脱皮②

「時間までまだあるな。身支度整えないだけで、こんなに持て余すとは思わなかった。そうだ! ユーコちゃんの髪やらせてよ」


 ユウキが気を取り直したような口調で、提案する。


侑子が着物を着る時は、ノマが教えてくれたかんざしを使った簡単なアップスタイルか、いつものおさげ髪だ。

今日も緩く編んだ髪を横に垂らしただけの、簡単なものだった。ユウキの指が結紐を解くと、あっという間に癖のない黒髪が背に広がった。


「手を動かしたいんだ。ぼーっとしてると、余計なことばかり考えてしまう」


 手櫛で整えられながら、地肌が濡れて、すぐに乾いたのが分かった。

魔法が使えるようになったとはいえ、侑子には到底真似ができそうにない。素早く正確な手さばきで、魔法が使われていた。


 人に髪の毛を触られるのは、緊張するがどこか心地よい。秋の日差しは爽やかで心地よく、目を瞑るとうとうとしてしまいそうだった。


「出来上がり」


 強く髪を引っ張られた感覚は伝わってこなかったのに、侑子の髪はきっちりと編み込みが施された、複雑な髪型に纏め上げられていた。

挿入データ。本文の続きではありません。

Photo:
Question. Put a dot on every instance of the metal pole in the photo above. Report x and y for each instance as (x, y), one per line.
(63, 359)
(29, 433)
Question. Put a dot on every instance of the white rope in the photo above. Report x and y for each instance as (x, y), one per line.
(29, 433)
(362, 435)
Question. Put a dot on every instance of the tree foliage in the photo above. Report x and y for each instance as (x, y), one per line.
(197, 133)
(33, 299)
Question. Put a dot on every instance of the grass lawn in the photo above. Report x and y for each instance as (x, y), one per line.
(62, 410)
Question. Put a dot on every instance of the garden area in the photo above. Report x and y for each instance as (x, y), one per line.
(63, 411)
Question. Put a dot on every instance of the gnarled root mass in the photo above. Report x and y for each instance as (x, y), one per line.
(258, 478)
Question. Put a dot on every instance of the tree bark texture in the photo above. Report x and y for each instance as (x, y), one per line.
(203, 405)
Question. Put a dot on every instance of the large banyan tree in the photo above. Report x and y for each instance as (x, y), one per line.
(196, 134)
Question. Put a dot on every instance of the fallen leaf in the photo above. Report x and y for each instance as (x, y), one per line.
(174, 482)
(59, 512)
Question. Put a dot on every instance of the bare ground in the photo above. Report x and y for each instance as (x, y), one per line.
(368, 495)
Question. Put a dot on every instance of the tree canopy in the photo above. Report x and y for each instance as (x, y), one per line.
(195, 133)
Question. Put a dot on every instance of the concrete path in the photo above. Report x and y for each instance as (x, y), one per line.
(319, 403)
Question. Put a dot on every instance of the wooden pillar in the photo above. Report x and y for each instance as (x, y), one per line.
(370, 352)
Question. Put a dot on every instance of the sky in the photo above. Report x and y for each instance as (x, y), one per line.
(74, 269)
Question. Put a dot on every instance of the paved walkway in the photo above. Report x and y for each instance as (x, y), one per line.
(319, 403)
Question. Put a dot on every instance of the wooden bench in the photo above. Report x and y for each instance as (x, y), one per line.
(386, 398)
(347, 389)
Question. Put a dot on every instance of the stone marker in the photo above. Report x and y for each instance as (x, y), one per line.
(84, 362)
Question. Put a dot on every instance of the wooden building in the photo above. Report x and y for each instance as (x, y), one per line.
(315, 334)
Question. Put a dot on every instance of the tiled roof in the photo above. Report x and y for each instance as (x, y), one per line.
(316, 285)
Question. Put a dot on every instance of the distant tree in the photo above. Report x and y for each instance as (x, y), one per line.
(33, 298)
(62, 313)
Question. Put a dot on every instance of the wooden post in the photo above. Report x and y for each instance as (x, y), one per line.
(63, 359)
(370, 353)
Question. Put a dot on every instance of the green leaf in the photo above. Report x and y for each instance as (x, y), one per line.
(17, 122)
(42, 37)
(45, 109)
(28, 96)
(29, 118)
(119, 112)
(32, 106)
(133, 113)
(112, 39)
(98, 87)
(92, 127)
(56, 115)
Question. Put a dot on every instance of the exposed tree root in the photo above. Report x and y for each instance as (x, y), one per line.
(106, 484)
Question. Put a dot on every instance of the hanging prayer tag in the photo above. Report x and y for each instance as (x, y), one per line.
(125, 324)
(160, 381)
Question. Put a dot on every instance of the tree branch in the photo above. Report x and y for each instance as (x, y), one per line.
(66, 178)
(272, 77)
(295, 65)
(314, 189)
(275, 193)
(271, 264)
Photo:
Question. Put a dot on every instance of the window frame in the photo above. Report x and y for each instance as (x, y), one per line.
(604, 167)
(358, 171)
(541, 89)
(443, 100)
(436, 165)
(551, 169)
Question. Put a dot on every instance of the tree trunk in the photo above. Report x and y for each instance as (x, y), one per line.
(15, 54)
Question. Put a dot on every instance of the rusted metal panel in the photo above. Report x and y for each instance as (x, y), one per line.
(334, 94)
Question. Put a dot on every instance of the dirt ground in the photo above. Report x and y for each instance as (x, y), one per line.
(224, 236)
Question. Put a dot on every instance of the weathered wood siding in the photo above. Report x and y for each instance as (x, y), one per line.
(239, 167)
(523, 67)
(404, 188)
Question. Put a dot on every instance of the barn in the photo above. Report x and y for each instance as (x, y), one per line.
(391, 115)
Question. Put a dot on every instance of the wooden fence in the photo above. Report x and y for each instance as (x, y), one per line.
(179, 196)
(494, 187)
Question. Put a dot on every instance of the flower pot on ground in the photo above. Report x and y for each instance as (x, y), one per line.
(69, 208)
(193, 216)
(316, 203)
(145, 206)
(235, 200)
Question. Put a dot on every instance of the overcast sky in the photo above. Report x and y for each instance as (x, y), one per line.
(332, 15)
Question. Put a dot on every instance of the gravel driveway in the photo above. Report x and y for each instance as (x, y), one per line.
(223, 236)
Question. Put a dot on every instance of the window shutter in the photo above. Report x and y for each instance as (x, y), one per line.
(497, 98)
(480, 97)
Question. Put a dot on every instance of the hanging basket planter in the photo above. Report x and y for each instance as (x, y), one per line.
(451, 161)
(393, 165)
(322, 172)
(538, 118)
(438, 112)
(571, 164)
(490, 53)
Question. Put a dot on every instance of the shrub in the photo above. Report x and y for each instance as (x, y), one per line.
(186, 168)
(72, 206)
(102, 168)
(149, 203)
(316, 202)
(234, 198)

手鏡だけでは後頭部まで確認できないが、侑子には再現不可能なヘアスタイルになっていることは間違いない。


「そうだ。あとこれも」

 

 突然の思いつきだったのだろう。

ユウキはそのアイデアに満足したのか、微笑みながら侑子の帯に人差し指で触れた。


侑子はこの悪戯そうな笑顔には、見覚えがあった。初めてこの広場で彼の曲芸を見た時に、マリオネットを侑子に似せて変身させた時のあの顔だ。


「わぁ」


 ユウキの魔法で変化したのは、帯締めだった。

薄い水色の帯締めに、いくつもの硝子の鱗が光っていた。規則的に並ぶその鱗の色合いは、ユウキの腰布の鱗と揃いであることが分かる。


 感嘆の声を上げた侑子に、満足げに笑ったユウキの表情には、先程までの硬い緊張感は見当たらない。


「一緒に歌うなら、お揃いがいいよ」


「ありがとう」


 侑子の足元で、あみぐるみたちがぴょんぴょん跳ねている。


彼らの身体にも、同じ鱗が光っていた。